There is hardly a religious group in America that is not beset by the issue that rent the Methodist meeting in May: the place of gay people in its pews. In March the organization of Reform Jewish rabbis agreed that its members could perform gay-holy-union ceremonies if they chose. The group was then castigated for it by other Jewish branches. Last month the Vatican, which had earlier ordered an American nun and priest to end a ministry to gays and their families because it did not stress the "intrinsically disordered" nature of homosexuality, further prohibited the nun and priest from talking about what they used to do. Even the small Mennonite and General Conference Mennonite churches, for years planning a merger, came within 10 votes of scuttling it, in part because they couldn't agree on the combined church's position on gays.
But the most wrenching expression of the dilemma is playing out in the mainline, a process that will intensify this week as the Presbyterian Church (USA) convenes in Long Beach, Calif. Few expect the Southern Baptists to ordain gays or the Reform Jews to legislate against them, but the traditional liberal denominations are almost violently torn. The three proposals whose passage prompted the civil disobedience and arrests in Cleveland--bans on gay ministers and holy unions, as well as a clause stating that homosexuality is "incompatible with Christian teaching"--prevailed by votes of roughly 2 to 1. That kind of majority is satisfying in electoral politics, but alarming in groups that regard themselves as constituting the body of Christ. Mainline Evangelicals and some gay-rights advocates have threatened to abandon their denominations, and the specter of full-blown schism looms in the future. Even in the bosom of the relatively unruffled Episcopal Church, whose representatives will meet in Denver on July 14, the issue can wreak havoc. When a Seattle-area rector told his 300-person Episcopal congregation some time ago that he was a celibate gay, 100 of them walked out.

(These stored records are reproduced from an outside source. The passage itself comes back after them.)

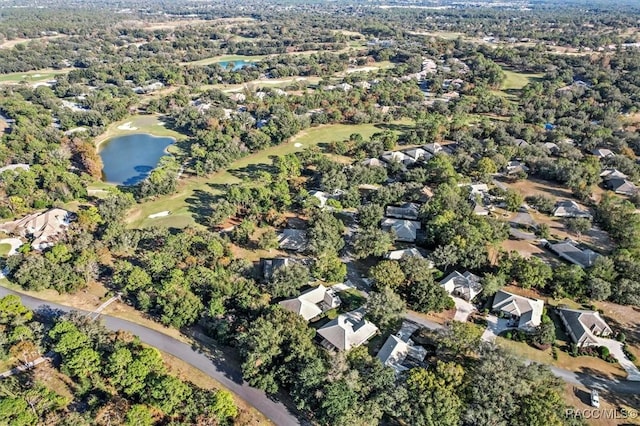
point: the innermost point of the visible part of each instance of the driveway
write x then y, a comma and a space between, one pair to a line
277, 412
216, 367
495, 326
463, 309
15, 243
615, 348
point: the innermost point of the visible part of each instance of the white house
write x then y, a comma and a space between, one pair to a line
525, 312
347, 331
312, 303
467, 285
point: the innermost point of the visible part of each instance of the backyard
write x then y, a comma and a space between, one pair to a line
195, 194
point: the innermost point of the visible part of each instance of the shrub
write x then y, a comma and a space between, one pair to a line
604, 352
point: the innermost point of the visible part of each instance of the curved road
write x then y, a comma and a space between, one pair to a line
223, 372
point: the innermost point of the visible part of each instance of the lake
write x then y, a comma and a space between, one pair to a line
129, 159
236, 64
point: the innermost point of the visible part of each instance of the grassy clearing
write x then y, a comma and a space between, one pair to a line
151, 124
33, 76
517, 80
195, 194
226, 58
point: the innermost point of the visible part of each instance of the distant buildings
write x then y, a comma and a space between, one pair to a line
526, 314
44, 229
347, 331
312, 303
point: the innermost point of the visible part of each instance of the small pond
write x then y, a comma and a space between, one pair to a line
236, 64
129, 159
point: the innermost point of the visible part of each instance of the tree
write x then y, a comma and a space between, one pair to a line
384, 308
598, 289
370, 215
545, 333
139, 415
371, 242
329, 267
578, 225
513, 200
387, 273
428, 296
268, 240
434, 395
224, 406
286, 281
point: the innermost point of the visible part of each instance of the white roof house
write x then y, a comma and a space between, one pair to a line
395, 351
14, 167
569, 208
293, 239
347, 331
528, 312
466, 286
313, 302
584, 326
405, 230
572, 252
44, 229
399, 254
406, 211
603, 153
321, 196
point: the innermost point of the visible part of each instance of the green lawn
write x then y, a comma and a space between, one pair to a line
196, 193
225, 58
151, 124
517, 80
4, 249
32, 76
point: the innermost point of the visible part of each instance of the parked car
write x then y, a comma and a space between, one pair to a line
595, 398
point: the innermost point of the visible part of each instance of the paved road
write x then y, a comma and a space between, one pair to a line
218, 369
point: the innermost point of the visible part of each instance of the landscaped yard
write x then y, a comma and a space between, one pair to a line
33, 76
195, 194
152, 124
4, 249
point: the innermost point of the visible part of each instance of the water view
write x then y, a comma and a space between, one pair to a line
129, 159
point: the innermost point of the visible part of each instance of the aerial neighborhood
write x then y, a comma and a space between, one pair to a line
343, 213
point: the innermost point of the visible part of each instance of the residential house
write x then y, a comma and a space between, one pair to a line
312, 303
603, 153
321, 196
373, 162
44, 229
526, 314
621, 186
397, 157
569, 208
584, 326
404, 230
395, 352
608, 174
418, 154
467, 285
399, 254
293, 240
570, 251
405, 211
433, 148
14, 167
515, 167
270, 266
347, 331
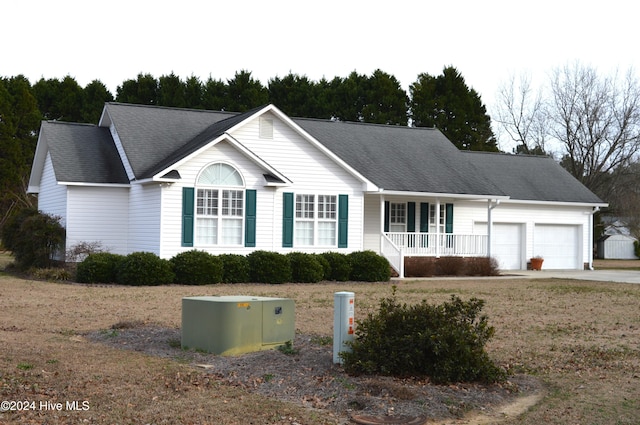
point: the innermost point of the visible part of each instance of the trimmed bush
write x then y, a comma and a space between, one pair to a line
235, 268
269, 267
305, 268
339, 266
450, 266
100, 267
367, 266
443, 342
144, 269
481, 266
33, 238
196, 268
326, 267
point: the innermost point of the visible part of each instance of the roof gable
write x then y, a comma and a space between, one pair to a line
80, 153
398, 158
151, 134
531, 178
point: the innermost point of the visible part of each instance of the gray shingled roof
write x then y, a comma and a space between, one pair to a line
394, 158
533, 178
399, 158
83, 153
151, 134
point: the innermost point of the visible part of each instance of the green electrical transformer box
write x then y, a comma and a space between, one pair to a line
229, 325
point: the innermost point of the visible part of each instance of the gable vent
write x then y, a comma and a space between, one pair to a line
266, 128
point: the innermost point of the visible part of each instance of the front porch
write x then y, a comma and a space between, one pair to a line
395, 246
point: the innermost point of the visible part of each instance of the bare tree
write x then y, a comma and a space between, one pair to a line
597, 120
520, 113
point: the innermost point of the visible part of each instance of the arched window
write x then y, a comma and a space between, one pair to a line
219, 206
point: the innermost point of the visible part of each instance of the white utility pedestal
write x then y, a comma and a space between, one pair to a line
343, 323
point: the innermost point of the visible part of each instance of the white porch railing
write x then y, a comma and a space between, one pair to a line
396, 245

The issue is impossible to ignore and yet maddening to be stuck on. Says a Presbyterian lesbian who has done hundreds of hours of advocacy on the issue: "This is the church I grew up in and was nurtured in and found my faith in. I can't believe we are doing this to each other. Presbyterians don't talk a lot about [the end of the world], but when the Last Judgment comes ... surely this is not what God wants us to waste our time on." But she cannot let it go.

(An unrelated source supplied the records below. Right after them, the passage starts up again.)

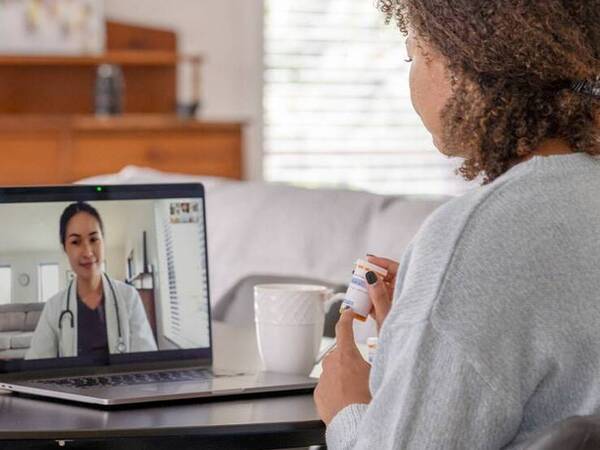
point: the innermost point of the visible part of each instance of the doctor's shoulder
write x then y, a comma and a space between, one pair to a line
55, 304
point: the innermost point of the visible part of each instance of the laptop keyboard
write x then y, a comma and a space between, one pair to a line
130, 379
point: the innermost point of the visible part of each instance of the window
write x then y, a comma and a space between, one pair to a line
5, 284
337, 108
48, 281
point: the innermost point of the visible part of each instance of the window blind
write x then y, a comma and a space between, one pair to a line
337, 108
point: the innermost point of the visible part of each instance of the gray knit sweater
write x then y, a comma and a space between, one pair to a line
495, 329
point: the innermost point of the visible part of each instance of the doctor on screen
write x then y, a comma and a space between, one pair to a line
95, 315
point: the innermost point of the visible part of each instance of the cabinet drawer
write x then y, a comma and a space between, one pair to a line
215, 153
30, 158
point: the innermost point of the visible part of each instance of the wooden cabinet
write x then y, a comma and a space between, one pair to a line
50, 149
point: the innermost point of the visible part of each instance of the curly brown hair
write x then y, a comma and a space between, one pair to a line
511, 66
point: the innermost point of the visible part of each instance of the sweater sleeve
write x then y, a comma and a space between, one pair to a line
430, 397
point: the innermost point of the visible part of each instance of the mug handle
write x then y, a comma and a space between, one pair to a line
332, 299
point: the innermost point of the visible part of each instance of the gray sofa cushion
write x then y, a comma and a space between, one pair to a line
5, 338
21, 340
12, 321
31, 320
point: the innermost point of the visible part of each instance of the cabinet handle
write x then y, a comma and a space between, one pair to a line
154, 154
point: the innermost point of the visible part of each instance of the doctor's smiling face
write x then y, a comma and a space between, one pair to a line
84, 245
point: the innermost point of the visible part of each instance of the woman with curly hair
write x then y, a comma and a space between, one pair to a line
493, 331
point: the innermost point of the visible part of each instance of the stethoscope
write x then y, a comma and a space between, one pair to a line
68, 312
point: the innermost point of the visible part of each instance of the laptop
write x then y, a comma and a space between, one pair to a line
146, 336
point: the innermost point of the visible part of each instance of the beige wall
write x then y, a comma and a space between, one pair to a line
228, 33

This controversy is two-sided, and its conservative participants engage it with a passion and a devotion to the Gospel that equals that on the left. Says Claire Dargill, 38, a Presbyterian from Bridgeport, Conn.: "A sin is a sin, and you can't just change that because it's popular or politically correct. I just don't see how we can welcome gays into the church in the face of that." But as these portraits from the left-to-moderate wing of the discussion indicate, the issue is so divisive that it can foster bitterness and, at the very least, soul searching, even among those of apparently like mind.
Tracey Lind: No More Passing
On the day last week when she donned the stole and the chasuble of her new office, on the day when her Episcopal bishop installed her as the dean of Cleveland's grand Trinity Cathedral, the Very Rev. Tracey Lind took a moment to think back on Sunday School, which in her case took place in a Reform synagogue. As a child, she had been half-Jewish, half-Christian, and the rabbi, who was teaching about the Holocaust at the time, glanced up shrewdly and asked, "Tracey, you could have passed. Would you have died for your faith or denied it?"

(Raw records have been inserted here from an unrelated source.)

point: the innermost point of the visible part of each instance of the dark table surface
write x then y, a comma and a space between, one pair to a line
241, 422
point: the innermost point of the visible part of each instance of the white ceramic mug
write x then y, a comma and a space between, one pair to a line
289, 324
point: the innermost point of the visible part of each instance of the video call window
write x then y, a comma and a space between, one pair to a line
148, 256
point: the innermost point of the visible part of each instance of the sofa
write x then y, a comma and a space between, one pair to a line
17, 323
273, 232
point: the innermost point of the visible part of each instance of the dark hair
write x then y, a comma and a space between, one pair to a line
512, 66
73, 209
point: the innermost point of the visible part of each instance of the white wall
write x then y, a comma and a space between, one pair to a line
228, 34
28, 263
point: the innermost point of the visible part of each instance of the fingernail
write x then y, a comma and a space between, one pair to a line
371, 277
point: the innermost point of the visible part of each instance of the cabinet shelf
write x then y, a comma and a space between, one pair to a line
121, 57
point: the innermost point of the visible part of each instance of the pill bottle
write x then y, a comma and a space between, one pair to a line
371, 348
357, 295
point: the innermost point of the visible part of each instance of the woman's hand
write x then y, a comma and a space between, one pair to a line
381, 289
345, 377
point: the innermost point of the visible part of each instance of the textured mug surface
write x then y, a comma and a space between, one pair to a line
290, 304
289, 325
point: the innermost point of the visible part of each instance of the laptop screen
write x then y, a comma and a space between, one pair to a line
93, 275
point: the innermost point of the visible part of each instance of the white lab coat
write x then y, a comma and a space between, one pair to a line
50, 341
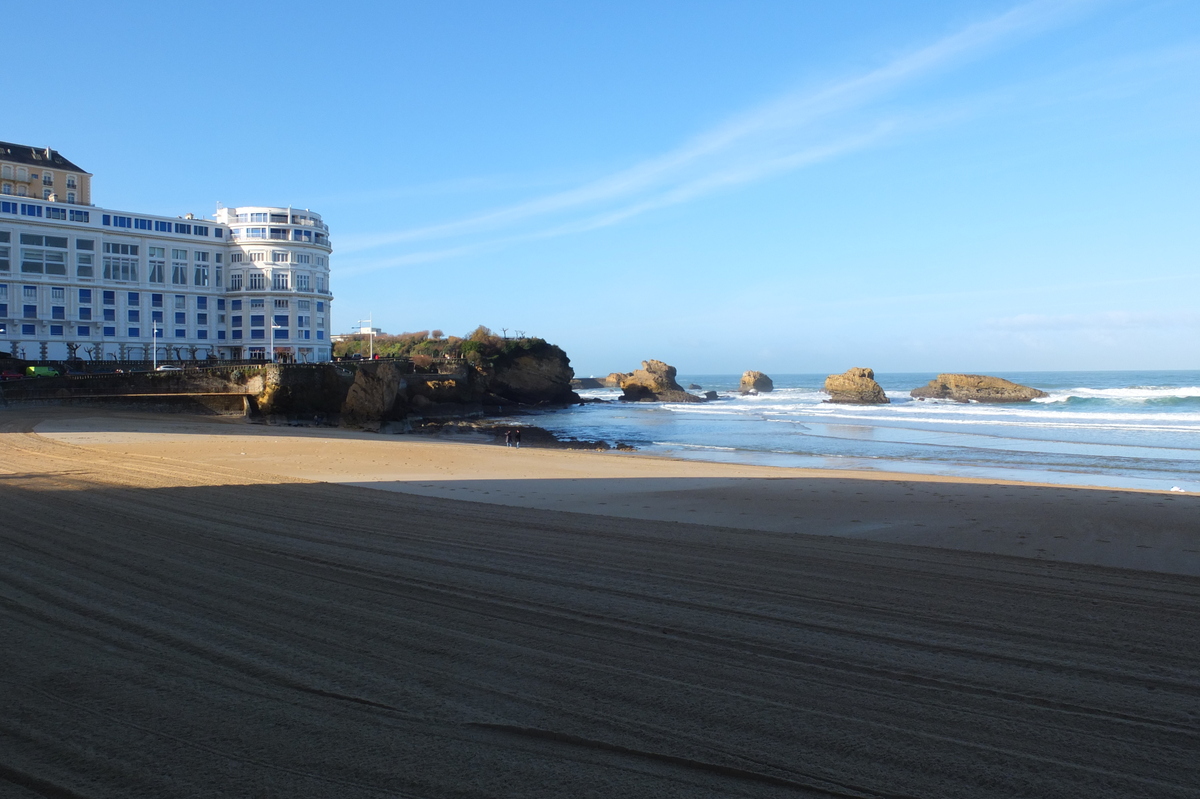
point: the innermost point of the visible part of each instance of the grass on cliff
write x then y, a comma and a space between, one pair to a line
480, 346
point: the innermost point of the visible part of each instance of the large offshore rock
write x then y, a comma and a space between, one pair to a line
856, 386
756, 382
655, 382
976, 388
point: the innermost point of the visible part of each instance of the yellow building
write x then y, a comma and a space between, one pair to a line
43, 174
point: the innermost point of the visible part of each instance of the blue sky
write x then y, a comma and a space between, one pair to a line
786, 186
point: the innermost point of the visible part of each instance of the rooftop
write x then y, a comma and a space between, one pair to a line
37, 157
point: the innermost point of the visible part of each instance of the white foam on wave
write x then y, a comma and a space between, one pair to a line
1132, 394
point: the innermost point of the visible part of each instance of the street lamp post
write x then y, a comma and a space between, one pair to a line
370, 322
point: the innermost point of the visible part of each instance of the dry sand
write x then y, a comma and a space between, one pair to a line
196, 607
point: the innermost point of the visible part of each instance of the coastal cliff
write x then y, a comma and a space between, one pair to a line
856, 386
976, 388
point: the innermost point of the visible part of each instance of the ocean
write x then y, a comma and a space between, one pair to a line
1135, 430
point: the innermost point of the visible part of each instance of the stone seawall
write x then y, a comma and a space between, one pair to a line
363, 394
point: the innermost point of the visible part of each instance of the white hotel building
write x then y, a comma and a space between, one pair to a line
97, 283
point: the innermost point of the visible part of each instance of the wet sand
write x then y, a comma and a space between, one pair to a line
199, 607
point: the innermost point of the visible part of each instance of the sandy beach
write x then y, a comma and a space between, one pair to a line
196, 606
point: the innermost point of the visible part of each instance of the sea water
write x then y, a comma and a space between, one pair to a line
1138, 430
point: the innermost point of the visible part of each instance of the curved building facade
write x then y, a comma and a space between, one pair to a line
79, 281
277, 283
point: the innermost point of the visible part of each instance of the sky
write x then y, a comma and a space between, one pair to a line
786, 186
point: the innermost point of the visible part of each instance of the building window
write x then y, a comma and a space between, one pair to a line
42, 262
120, 262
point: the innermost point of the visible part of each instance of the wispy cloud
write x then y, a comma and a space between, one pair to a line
798, 130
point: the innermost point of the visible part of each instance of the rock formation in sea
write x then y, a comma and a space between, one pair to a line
655, 382
856, 386
756, 383
976, 388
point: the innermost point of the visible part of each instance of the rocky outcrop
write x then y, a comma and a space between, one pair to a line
856, 386
976, 388
372, 396
756, 383
655, 382
541, 374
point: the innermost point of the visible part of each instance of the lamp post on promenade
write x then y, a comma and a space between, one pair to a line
370, 322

"You could have passed." The line haunted her in more ways than one. It took decades to settle the rabbi's implied religious query. It was only in 1984 that Lind stood on a Manhattan corner and heard what she describes as "the voice of God" calling her to the Episcopal ministry, into which she was ordained in 1987. But there was a second challenge the rabbi hadn't intended. On that same curbside, Lind promised herself, "I won't let the church use my sexuality as an excuse for not hearing God's voice through me." She was gay. And at that time, in a church with a distinct live-and-let-live-but-don't-rock-the-boat attitude, she felt that a dramatic coming-out would be a distraction. For the noblest of reasons, she was still passing.